Department of Psychology, University of Münster, Münster, Germany.
PLoS One. 2020 Dec 28;15(12):e0243829. doi: 10.1371/journal.pone.0243829. eCollection 2020.
Predicting other people's upcoming action is key to successful social interactions. Previous studies have started to disentangle the various sources of information that action observers exploit, including objects, movements, contextual cues and features regarding the acting person's identity. We here focus on the role of static and dynamic inter-object spatial relations that change during an action. We designed a virtual reality setup and tested recognition speed for ten different manipulation actions. Importantly, all objects had been abstracted by emulating them with cubes such that participants could not infer an action using object information. Instead, participants had to rely only on the limited information that comes from the changes in the spatial relations between the cubes. In spite of these constraints, participants were able to predict actions in, on average, less than 64% of the action's duration. Furthermore, we employed a computational model, the so-called enriched Semantic Event Chain (eSEC), which incorporates the information of different types of spatial relations: (a) objects' touching/untouching, (b) static spatial relations between objects and (c) dynamic spatial relations between objects during an action. Assuming the eSEC as an underlying model, we show, using information theoretical analysis, that humans mostly rely on a mixed-cue strategy when predicting actions. Machine-based action prediction is able to produce faster decisions based on individual cues. We argue that human strategy, though slower, may be particularly beneficial for prediction of natural and more complex actions with more variable or partial sources of information. Our findings contribute to the understanding of how individuals afford inferring observed actions' goals even before full goal accomplishment, and may open new avenues for building robots for conflict-free human-robot cooperation.

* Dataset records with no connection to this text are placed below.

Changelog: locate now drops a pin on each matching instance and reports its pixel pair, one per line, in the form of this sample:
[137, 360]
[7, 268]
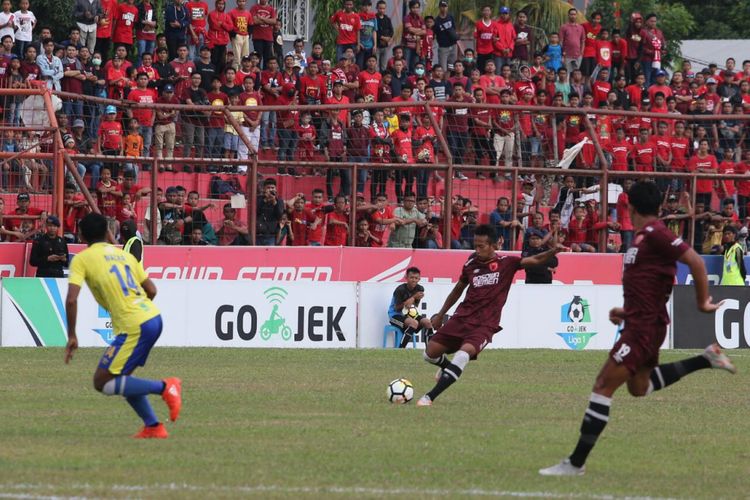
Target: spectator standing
[104, 27]
[347, 24]
[220, 24]
[164, 131]
[264, 18]
[572, 39]
[385, 34]
[506, 39]
[145, 33]
[269, 211]
[413, 30]
[50, 66]
[409, 220]
[653, 49]
[49, 252]
[177, 20]
[233, 231]
[198, 10]
[368, 33]
[446, 35]
[733, 270]
[85, 12]
[125, 21]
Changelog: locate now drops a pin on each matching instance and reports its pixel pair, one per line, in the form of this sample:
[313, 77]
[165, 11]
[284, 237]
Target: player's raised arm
[71, 313]
[450, 300]
[698, 269]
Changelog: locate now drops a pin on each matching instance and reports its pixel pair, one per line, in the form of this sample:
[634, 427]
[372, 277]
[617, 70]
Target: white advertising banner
[201, 314]
[535, 316]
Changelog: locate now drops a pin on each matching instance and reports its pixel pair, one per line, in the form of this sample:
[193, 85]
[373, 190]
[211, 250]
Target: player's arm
[544, 257]
[698, 269]
[71, 313]
[150, 289]
[450, 300]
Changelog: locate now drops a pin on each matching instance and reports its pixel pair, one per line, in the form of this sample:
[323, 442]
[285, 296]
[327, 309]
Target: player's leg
[450, 373]
[647, 381]
[595, 419]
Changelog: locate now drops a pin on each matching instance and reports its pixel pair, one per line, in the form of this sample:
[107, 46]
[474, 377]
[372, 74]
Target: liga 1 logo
[576, 325]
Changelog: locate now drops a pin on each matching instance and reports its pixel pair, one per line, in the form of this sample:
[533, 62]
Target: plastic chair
[397, 336]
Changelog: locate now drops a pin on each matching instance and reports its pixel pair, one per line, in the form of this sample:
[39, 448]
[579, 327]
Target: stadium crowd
[203, 56]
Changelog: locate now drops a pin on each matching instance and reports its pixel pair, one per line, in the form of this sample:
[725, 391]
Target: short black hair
[93, 228]
[486, 230]
[645, 198]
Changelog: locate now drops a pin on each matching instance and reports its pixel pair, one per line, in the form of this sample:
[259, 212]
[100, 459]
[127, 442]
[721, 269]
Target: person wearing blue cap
[49, 253]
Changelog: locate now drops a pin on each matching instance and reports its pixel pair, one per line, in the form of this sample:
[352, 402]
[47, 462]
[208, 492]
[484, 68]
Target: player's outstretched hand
[616, 315]
[70, 348]
[709, 306]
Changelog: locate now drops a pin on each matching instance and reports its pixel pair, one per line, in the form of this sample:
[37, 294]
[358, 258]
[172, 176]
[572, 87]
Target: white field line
[5, 491]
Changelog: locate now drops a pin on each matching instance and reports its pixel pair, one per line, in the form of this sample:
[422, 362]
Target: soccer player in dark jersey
[650, 265]
[476, 320]
[406, 296]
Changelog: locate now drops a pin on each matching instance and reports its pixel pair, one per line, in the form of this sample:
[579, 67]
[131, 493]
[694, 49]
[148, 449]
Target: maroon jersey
[489, 283]
[649, 271]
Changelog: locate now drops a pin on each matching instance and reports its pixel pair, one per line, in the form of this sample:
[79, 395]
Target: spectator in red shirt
[124, 23]
[264, 19]
[242, 21]
[644, 151]
[145, 116]
[414, 29]
[347, 23]
[703, 161]
[337, 223]
[197, 28]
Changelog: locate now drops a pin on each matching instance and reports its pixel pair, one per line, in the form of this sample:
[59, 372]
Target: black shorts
[587, 67]
[398, 320]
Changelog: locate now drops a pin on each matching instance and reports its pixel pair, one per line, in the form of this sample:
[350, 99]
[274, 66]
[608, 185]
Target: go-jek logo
[575, 319]
[106, 332]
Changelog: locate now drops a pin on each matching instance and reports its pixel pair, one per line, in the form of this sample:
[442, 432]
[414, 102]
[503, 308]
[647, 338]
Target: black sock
[667, 374]
[449, 375]
[408, 332]
[594, 422]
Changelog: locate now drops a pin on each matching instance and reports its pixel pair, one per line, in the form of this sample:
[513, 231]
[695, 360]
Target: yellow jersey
[114, 278]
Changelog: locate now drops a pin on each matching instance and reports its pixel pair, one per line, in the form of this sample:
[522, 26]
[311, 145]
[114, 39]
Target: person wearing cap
[49, 252]
[447, 37]
[733, 270]
[572, 40]
[653, 48]
[50, 66]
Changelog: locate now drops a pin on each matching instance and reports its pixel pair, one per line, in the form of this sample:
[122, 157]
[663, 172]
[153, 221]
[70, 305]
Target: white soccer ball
[400, 391]
[576, 312]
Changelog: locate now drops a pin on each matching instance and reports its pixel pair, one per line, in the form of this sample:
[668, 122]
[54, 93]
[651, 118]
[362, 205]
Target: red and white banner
[343, 264]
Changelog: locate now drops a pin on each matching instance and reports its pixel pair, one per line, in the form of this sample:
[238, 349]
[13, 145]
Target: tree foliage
[673, 19]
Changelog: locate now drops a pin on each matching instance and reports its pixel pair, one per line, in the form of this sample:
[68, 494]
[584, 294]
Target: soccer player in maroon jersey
[477, 318]
[649, 269]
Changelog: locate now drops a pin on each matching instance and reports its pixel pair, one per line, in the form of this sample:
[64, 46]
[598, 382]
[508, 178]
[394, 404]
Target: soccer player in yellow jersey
[119, 284]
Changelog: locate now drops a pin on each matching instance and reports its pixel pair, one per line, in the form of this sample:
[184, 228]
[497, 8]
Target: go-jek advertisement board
[572, 317]
[196, 313]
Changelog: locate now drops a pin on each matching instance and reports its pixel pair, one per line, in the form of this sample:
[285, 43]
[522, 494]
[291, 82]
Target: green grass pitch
[316, 424]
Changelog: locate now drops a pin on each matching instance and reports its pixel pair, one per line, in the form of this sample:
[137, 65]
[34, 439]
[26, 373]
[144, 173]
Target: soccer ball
[576, 311]
[412, 312]
[400, 391]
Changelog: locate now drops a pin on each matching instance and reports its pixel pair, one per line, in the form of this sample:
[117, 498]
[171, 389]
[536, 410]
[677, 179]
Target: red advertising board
[322, 264]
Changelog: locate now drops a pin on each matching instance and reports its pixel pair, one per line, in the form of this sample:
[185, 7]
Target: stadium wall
[307, 315]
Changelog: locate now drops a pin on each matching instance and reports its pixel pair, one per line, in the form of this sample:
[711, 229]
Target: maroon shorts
[456, 333]
[638, 347]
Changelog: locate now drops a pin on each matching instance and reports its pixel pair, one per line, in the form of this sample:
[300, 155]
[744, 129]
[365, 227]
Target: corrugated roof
[703, 52]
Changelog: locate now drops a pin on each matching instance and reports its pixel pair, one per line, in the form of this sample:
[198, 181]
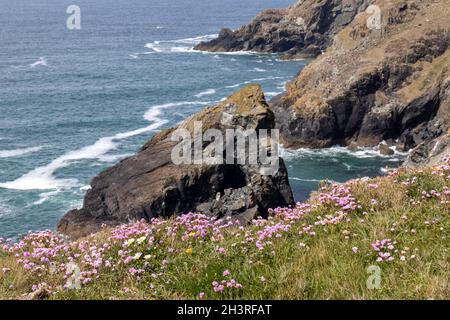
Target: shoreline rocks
[304, 29]
[149, 184]
[374, 85]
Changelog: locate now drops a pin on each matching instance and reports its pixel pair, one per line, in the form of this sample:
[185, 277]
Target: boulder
[304, 29]
[149, 184]
[385, 150]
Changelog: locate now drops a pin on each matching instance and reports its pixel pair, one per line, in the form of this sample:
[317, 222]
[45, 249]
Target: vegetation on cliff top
[329, 247]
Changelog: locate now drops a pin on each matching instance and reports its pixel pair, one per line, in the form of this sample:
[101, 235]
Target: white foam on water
[178, 46]
[18, 152]
[113, 157]
[41, 178]
[362, 153]
[45, 196]
[206, 93]
[259, 70]
[305, 180]
[253, 81]
[41, 62]
[85, 188]
[272, 94]
[4, 209]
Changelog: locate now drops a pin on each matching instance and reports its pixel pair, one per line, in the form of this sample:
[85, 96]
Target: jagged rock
[373, 85]
[385, 150]
[150, 185]
[429, 153]
[304, 29]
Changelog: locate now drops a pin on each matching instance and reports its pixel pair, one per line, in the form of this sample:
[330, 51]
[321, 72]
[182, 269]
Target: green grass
[294, 266]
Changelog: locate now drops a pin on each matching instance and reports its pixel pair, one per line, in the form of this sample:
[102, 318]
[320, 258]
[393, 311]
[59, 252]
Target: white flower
[141, 240]
[137, 256]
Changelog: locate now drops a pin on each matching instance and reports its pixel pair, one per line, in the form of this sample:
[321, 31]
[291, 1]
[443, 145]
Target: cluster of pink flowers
[227, 283]
[142, 249]
[386, 251]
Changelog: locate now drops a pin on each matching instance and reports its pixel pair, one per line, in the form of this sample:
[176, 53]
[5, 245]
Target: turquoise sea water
[73, 102]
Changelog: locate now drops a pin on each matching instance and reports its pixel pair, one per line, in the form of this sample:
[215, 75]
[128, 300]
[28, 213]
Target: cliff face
[371, 85]
[149, 184]
[304, 29]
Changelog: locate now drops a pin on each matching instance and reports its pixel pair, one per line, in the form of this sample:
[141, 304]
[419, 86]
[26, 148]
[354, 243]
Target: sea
[74, 101]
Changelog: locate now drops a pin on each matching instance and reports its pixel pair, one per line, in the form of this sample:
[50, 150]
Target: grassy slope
[328, 260]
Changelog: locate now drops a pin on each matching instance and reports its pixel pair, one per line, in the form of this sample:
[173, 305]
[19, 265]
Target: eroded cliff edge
[304, 29]
[150, 185]
[390, 84]
[384, 75]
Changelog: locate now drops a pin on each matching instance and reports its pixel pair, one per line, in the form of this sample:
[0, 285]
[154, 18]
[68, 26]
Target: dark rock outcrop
[373, 85]
[304, 29]
[150, 185]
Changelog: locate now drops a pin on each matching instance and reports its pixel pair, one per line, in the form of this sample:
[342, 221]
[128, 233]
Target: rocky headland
[384, 75]
[383, 83]
[304, 29]
[150, 185]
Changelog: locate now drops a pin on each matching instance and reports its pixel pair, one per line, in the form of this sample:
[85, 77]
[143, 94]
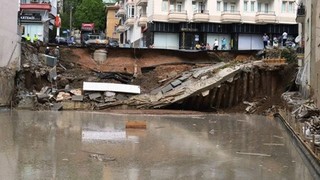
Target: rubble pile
[307, 115]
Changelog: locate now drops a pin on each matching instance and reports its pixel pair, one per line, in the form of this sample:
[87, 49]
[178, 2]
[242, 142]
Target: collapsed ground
[148, 68]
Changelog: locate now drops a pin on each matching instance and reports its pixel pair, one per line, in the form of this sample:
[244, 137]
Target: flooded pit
[93, 145]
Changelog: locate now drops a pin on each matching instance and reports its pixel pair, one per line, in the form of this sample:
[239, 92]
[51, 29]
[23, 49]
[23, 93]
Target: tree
[90, 11]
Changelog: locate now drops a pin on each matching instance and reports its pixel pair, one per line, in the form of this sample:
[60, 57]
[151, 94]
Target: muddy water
[86, 145]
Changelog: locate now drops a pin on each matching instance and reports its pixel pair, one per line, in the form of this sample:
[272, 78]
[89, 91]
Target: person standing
[284, 38]
[57, 53]
[223, 44]
[215, 44]
[265, 39]
[28, 38]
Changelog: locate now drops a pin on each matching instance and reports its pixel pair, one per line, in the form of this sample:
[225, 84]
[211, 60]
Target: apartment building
[309, 79]
[180, 24]
[37, 17]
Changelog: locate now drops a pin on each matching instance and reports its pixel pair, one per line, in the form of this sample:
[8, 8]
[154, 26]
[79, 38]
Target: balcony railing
[177, 16]
[129, 22]
[265, 17]
[301, 13]
[35, 5]
[121, 12]
[120, 29]
[142, 3]
[230, 16]
[201, 16]
[143, 20]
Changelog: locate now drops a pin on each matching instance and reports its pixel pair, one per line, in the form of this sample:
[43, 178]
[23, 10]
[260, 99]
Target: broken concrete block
[121, 97]
[176, 83]
[167, 88]
[184, 77]
[136, 124]
[63, 96]
[51, 61]
[77, 92]
[56, 106]
[93, 96]
[77, 98]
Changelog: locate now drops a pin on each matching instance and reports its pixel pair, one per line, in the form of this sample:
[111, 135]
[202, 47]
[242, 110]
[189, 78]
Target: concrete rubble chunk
[167, 88]
[176, 83]
[109, 94]
[121, 97]
[184, 77]
[63, 96]
[94, 96]
[56, 107]
[77, 92]
[77, 98]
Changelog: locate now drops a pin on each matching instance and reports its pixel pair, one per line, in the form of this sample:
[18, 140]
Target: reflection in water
[59, 145]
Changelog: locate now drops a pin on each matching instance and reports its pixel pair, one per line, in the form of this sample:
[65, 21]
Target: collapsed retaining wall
[243, 86]
[7, 86]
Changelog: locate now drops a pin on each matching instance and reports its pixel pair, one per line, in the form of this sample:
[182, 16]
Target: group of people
[215, 45]
[266, 40]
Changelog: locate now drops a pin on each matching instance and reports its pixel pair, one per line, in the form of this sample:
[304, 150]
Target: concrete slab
[113, 87]
[176, 83]
[77, 98]
[167, 88]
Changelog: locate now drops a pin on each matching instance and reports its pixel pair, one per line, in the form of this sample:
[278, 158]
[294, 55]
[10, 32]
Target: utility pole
[71, 7]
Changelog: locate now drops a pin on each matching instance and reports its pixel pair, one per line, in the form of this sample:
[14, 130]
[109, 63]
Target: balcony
[201, 16]
[301, 13]
[230, 16]
[129, 22]
[35, 5]
[143, 20]
[142, 3]
[265, 17]
[120, 29]
[121, 12]
[177, 16]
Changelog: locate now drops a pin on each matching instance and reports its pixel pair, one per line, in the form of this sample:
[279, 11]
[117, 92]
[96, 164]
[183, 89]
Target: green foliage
[90, 11]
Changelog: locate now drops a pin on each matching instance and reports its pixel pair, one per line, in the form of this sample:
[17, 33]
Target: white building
[179, 24]
[37, 17]
[9, 34]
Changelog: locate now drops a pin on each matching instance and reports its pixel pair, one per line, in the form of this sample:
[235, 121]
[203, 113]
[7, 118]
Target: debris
[98, 86]
[254, 154]
[136, 124]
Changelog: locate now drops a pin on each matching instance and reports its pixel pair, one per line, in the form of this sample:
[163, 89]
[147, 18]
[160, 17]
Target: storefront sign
[189, 29]
[30, 18]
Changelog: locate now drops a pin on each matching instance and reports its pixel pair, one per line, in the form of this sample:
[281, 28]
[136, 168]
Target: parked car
[113, 43]
[96, 40]
[61, 40]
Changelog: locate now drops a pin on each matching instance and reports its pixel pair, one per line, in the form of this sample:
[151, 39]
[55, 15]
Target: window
[130, 10]
[179, 6]
[165, 6]
[245, 6]
[290, 7]
[283, 6]
[218, 5]
[266, 7]
[252, 6]
[194, 6]
[233, 7]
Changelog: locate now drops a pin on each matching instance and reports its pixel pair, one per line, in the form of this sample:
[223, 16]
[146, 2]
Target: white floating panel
[113, 87]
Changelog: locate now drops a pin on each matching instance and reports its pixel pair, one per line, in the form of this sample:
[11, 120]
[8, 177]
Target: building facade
[180, 24]
[309, 75]
[37, 18]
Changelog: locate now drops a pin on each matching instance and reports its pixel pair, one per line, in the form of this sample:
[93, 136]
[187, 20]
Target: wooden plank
[99, 86]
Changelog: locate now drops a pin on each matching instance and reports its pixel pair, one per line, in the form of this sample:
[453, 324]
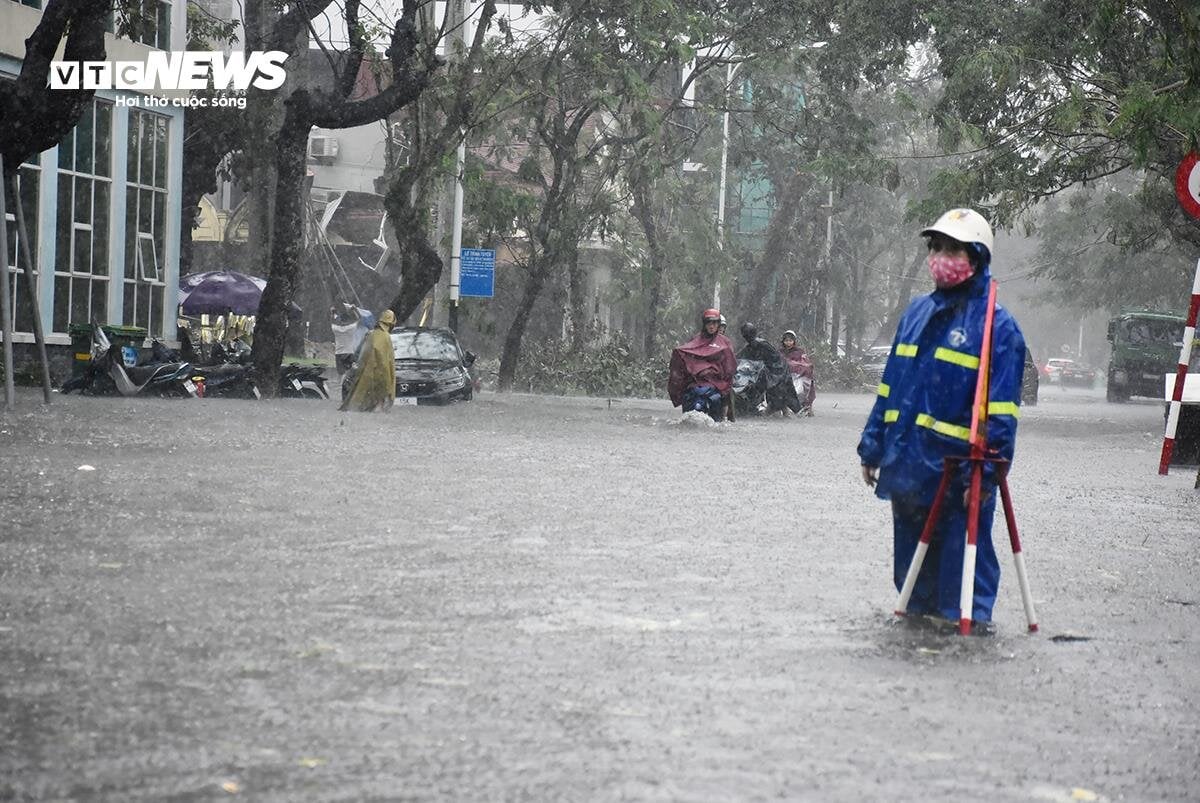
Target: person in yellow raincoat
[375, 381]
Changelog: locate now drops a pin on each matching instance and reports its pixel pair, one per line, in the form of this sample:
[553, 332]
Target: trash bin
[127, 339]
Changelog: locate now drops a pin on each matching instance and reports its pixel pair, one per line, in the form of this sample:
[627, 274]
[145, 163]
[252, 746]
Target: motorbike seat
[225, 371]
[142, 375]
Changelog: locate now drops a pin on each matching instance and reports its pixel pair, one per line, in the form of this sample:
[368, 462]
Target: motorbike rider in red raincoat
[702, 369]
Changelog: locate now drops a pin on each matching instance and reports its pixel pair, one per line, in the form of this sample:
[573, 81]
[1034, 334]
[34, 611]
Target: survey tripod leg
[1018, 555]
[966, 597]
[918, 557]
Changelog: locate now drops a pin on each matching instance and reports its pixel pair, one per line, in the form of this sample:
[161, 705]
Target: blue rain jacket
[923, 405]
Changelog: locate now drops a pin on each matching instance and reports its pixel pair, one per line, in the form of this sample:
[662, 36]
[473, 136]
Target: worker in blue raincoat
[922, 414]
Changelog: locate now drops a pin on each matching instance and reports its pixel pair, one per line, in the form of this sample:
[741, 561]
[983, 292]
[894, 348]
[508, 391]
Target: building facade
[102, 208]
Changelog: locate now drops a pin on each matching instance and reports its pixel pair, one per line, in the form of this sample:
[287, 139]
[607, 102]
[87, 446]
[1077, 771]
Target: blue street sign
[477, 274]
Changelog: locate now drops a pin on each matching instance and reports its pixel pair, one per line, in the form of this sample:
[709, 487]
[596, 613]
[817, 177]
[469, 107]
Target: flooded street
[532, 598]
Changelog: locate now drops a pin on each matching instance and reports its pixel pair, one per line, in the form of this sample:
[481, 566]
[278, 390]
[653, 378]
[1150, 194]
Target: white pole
[460, 163]
[6, 301]
[721, 184]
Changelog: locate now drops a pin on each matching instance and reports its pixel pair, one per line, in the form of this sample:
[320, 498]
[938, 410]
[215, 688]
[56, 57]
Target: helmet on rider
[967, 227]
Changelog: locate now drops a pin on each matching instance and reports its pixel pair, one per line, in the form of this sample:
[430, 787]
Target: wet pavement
[522, 598]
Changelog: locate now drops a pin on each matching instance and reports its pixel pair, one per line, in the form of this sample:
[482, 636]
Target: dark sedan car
[1030, 381]
[431, 366]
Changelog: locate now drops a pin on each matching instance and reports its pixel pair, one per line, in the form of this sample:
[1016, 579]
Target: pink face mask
[949, 270]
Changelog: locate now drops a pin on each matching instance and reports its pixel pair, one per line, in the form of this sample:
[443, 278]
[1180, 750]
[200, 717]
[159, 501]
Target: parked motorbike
[109, 375]
[295, 381]
[303, 382]
[757, 391]
[750, 387]
[223, 381]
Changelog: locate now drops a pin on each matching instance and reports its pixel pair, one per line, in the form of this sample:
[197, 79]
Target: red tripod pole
[978, 445]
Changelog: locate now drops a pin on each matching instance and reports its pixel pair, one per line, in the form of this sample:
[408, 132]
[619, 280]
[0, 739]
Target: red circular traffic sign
[1187, 184]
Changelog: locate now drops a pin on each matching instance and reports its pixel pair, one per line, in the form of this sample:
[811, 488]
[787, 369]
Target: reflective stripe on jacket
[922, 408]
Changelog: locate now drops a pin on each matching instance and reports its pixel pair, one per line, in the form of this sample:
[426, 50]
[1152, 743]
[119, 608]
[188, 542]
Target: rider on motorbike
[802, 370]
[780, 393]
[702, 369]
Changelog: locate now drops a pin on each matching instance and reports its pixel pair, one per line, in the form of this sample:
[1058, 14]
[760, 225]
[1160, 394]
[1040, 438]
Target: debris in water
[696, 419]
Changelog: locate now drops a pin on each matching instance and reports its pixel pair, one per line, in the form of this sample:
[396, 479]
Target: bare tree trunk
[511, 355]
[780, 234]
[904, 294]
[423, 265]
[835, 322]
[30, 285]
[643, 211]
[270, 328]
[577, 295]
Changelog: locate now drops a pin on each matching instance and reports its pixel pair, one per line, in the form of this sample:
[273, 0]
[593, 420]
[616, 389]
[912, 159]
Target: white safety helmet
[965, 226]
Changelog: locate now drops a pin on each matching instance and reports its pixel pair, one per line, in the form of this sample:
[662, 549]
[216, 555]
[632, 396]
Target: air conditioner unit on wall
[323, 148]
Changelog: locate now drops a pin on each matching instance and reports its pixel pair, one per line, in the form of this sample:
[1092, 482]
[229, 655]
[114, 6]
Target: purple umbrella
[217, 292]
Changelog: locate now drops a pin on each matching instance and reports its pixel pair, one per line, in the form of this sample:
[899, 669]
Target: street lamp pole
[730, 69]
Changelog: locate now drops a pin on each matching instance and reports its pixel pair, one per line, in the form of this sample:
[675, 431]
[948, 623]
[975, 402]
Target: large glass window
[145, 221]
[85, 184]
[153, 25]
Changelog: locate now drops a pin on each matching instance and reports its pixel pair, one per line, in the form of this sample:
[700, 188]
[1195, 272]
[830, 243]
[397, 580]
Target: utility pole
[6, 301]
[459, 46]
[730, 69]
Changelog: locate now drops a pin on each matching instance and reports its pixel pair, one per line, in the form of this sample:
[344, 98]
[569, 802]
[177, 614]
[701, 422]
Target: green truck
[1145, 346]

预测他人即将采取的行动是成功社交互动的关键。以前的研究已经开始梳理行动观察者利用的各种信息来源,包括物体、运动、上下文线索以及与行为者身份相关的特征。我们在这里关注的是在行动过程中变化的静态和动态物体间空间关系的作用。我们设计了一个虚拟现实设置,并测试了十种不同操作动作的识别速度。重要的是,所有物体都通过用立方体来模拟抽象化,以便参与者不能使用物体信息推断出动作。相反,参与者只能依赖于从立方体之间的空间关系变化中获得的有限信息。尽管存在这些限制,参与者平均能够在不到动作持续时间的 64%的时间内预测动作。此外,我们采用了一种计算模型,即所谓的丰富语义事件链(eSEC),它结合了不同类型空间关系的信息:(a) 物体的接触/不接触,(b) 物体之间的静态空间关系,(c) 物体在动作过程中的动态空间关系。假设 eSEC 作为一个潜在的模型,我们使用信息理论分析表明,人类在预测动作时主要依赖于混合线索策略。基于机器的动作预测能够根据单个线索更快地做出决策。我们认为,尽管人类的策略较慢,但对于预测具有更多可变或部分信息源的自然和更复杂的动作可能特别有益。我们的研究结果有助于理解个体如何在完全实现目标之前推断出观察到的动作的目标,并且可能为构建无冲突的人机协作机器人开辟新途径。